As the weather gets warmer and we approach summertime, it’s going to be more and more tempting for us teenagers to go out and do what we have always done: hang out and have fun. Even though the decision-makers are adults, everyone has a role to play and we teens can help the world move forward by continuing to self-isolate. It’s incredibly important that in the coming weeks, we respect the government’s effort to contain the spread of the coronavirus.

In the meantime, we can find creative ways to stay connected and continue to do what we love. Personally, I see many 6-feet-apart bike rides and Zoom calls in my future.

If there is anything that this pandemic has made me realize, it’s how connected we all are. At first, the infamous coronavirus seemed to be a problem in China, which is worlds away. But slowly, it steadily made its way through various countries in Europe, and inevitably reached us in America. What was once framed as a foreign virus has now hit home.

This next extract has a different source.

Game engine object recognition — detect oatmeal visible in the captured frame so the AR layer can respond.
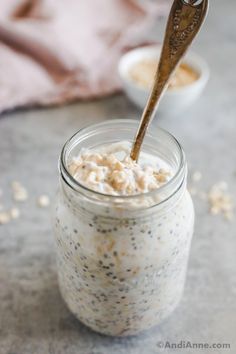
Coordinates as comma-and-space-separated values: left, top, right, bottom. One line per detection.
55, 120, 194, 336
129, 59, 198, 89
69, 142, 171, 195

Watching the global community come together, gives me hope, as a teenager, that in the future we can use this cooperation to combat climate change and other catastrophes.

As COVID-19 continues to creep its way into each of our communities and impact the way we live and communicate, I find solace in the fact that we face what comes next together, as humanity.

When the day comes that my generation is responsible for dealing with another crisis, I hope we can use this experience to remind us that moving forward requires a joint effort.